Unless you are the sole provider of a product or service, there will be competitors who wake up every day plotting to steal your trade by offering a better or more attractive deal.  Price cuts, extra bundled features, a shiny new logo, etc., will tempt your frankly gullible customers to desert.  The ability to respond to these market threats (and conversely the opportunity to stiff your competitors) within 24 hours requires a combination of scenario planning as part of PLM, built-in flexibility on delivery to vary the price/features/packaging, and constant competitor tracking.  If you are in a monopoly, expect a disruptive entrant within three months.  There are no excuses for being surprised if someone replaces you in the market.

Near Real-time: Know Your Customer

I’m not talking about KYC compliance here; this is about really, really knowing what your customers think, behave and do before even they know.  Consider your customers as avians (bird-brained, flighty, fowl, etc), specifically a murmuration of starlings.  YouTube is full of astonishing videos of thousands of starlings whirling in the sky above our head in amazing, every-changing patterns as they twist and turn seemingly in unison.  Just like your customers.  Companies have spent billions collecting, cleaning and conforming data to understand their customer history, in a vain attempt to predict their future behaviour.  Devising cohorts and analysing and interpolating predictive future value and segments to pigeonhole offers or pricing has some merit for strategic (i.e. 3 month) planning, but is failing to address the opportunity and threat of knowing what your customer is going to do next.  That next could be next second, next minute or next hour.  And not only that customer, but the thousands of other customers and prospects who have interacted with you and your competitors who could be nudged into thinking/behaving/doing what you want them to do.
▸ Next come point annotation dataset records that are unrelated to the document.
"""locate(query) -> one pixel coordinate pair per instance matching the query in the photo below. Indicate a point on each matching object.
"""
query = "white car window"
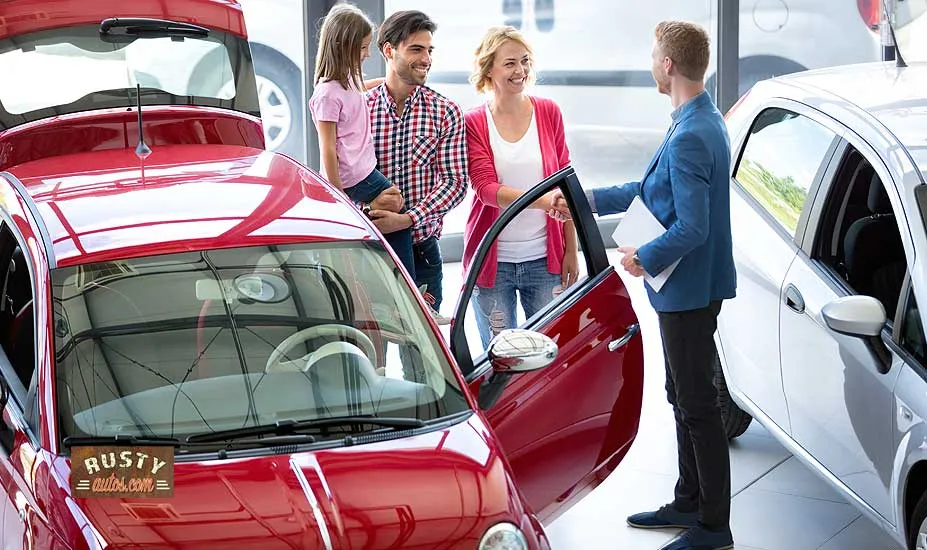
(781, 158)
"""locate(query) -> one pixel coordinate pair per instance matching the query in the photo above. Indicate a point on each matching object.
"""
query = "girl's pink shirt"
(330, 102)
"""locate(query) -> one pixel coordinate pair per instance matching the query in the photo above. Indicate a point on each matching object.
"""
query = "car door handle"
(619, 342)
(793, 299)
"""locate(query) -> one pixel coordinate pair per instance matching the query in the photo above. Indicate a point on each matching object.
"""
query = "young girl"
(342, 119)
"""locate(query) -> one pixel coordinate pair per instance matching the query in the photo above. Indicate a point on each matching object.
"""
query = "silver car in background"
(824, 343)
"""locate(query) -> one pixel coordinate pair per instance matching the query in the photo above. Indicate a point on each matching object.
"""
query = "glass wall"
(277, 33)
(593, 59)
(784, 36)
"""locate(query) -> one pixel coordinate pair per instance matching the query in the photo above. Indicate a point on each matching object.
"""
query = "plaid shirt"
(424, 153)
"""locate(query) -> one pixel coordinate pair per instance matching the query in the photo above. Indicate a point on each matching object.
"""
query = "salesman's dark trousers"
(704, 464)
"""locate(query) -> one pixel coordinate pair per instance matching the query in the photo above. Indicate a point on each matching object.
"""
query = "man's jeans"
(428, 268)
(495, 306)
(704, 483)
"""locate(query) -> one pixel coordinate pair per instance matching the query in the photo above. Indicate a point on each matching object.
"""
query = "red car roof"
(104, 205)
(26, 16)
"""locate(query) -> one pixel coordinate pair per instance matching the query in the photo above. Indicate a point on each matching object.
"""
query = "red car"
(202, 345)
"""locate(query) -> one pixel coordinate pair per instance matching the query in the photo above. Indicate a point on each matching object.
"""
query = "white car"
(824, 343)
(276, 32)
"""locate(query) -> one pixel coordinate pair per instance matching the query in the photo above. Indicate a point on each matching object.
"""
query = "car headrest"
(878, 199)
(331, 360)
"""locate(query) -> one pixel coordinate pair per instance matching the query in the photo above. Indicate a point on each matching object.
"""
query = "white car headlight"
(503, 536)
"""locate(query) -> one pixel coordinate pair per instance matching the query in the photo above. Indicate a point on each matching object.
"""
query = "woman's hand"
(569, 271)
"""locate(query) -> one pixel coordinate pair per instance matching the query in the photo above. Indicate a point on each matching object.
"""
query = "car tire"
(279, 83)
(918, 525)
(735, 420)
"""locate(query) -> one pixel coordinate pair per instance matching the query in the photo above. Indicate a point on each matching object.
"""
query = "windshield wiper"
(285, 427)
(121, 439)
(140, 27)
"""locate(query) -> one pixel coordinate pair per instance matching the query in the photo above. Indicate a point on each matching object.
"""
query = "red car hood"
(442, 489)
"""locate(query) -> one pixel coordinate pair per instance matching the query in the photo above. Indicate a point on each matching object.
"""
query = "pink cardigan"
(485, 182)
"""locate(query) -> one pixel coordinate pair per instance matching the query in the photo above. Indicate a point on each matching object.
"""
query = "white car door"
(839, 387)
(781, 159)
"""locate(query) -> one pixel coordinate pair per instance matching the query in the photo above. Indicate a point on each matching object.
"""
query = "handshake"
(554, 203)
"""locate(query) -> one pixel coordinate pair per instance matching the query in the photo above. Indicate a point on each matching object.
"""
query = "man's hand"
(558, 209)
(628, 262)
(388, 222)
(569, 271)
(390, 200)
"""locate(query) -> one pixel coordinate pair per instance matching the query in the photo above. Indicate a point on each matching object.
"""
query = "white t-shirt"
(518, 165)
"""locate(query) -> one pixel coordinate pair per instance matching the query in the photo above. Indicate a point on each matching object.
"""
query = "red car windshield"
(73, 69)
(199, 342)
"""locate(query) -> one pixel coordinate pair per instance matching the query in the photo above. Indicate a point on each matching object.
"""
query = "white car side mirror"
(861, 316)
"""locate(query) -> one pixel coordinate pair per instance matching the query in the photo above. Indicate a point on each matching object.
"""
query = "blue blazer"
(687, 188)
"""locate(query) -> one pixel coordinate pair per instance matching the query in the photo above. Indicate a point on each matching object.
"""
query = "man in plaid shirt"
(420, 143)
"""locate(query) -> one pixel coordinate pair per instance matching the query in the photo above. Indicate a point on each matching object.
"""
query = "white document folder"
(638, 228)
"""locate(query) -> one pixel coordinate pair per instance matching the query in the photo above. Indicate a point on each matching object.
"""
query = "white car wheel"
(276, 112)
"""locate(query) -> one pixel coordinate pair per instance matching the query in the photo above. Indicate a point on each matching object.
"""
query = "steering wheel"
(277, 362)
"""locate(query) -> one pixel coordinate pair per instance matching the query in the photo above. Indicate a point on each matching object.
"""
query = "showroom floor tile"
(777, 504)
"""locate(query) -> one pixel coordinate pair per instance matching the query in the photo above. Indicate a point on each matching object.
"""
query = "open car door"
(564, 427)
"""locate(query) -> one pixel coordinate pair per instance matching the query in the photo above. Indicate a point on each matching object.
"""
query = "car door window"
(780, 162)
(857, 239)
(911, 336)
(17, 338)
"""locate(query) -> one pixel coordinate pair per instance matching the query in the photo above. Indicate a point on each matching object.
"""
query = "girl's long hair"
(341, 38)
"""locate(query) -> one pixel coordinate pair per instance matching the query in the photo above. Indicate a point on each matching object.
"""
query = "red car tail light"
(871, 12)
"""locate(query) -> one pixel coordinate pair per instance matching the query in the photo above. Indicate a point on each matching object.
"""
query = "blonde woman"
(514, 141)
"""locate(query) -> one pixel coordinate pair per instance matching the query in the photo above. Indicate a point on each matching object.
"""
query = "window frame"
(23, 405)
(814, 115)
(848, 144)
(589, 241)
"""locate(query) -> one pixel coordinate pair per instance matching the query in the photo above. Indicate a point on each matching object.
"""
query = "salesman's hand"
(628, 262)
(391, 200)
(388, 222)
(558, 209)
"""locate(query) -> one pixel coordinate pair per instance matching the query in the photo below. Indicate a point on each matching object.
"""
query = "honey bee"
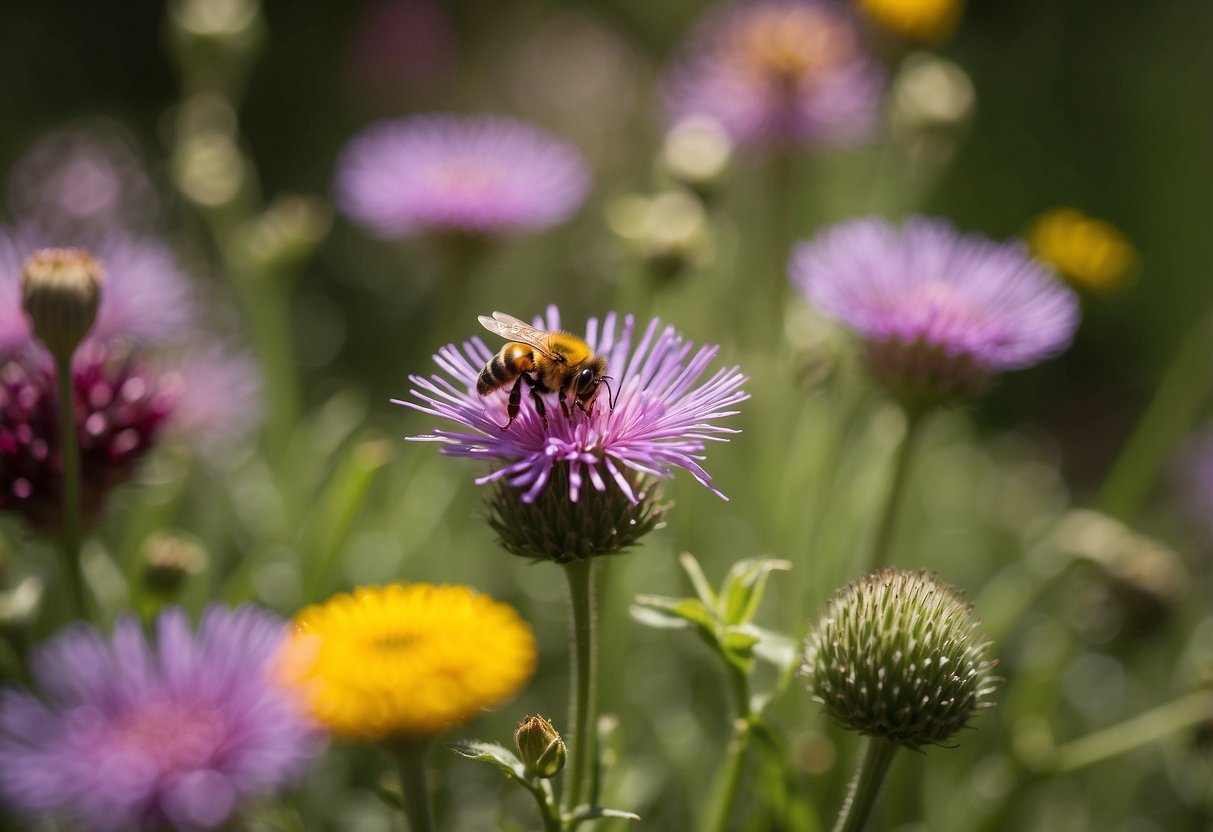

To develop these Doctor Strange level magical skills requires three competencies:

  1. Track all your customer interactions in real-time. You are probably capturing most of this data already.  Some data will feed into long term trends and can continue on its journey to your Hadoop or Cassandra data lakes for more leisurely review.  However, for the real-time business this data needs to be analysed in real-time to identify and unlock its time dependent value. 
  2. Select and analyse the real-time data. Depending on your business, certain attributes can have critical value to you.  If customers are exiting an online sale at a particular field, you need this flagged before you lose too many sales.  If a telematics feed passes a failure code, you need to either respond instantly to an incident or respond proactively to prevent an accident happening.  If search traffic has suddenly been diverted to a competitor’s site, you need to fix this pronto.  To do these things requires a dynamic or real-time analytics capability that can interrogate ALL data in real-time and select the data that has triggered an alert requiring action.  This selection will be based on specific rules you have formulated, or by machine-learning algorithms that can spot trends or connections it believes are of interest to the parameters you have set.
  3. Real-time Next Best Actions. Turning these events or triggers into actual value requires the application of your scenario planning and optimisation assessments to determine what the next best action is for your customer(s), and the mechanism by which to enable this action or nudge the customer to complete the deal or upgrade themselves to your optimised product/package.  This could include: changing the customer journey for that individual, or all customers who exhibit the same behaviour; dropping pricing to track a competitive offering within modelled boundaries; triggering customer contact to allow an agent (or robot) to interact and assist the customer.

The technologies to deliver these competencies exist now and require some smarts to rig together (also known as an architecture), and avoid the hype surrounding most of them.  It is perfectly possible to get this working in a three-month window providing you get everyone lined up to do their own job properly in the overall context of what you are aiming for, and to work together with at least a fake smile.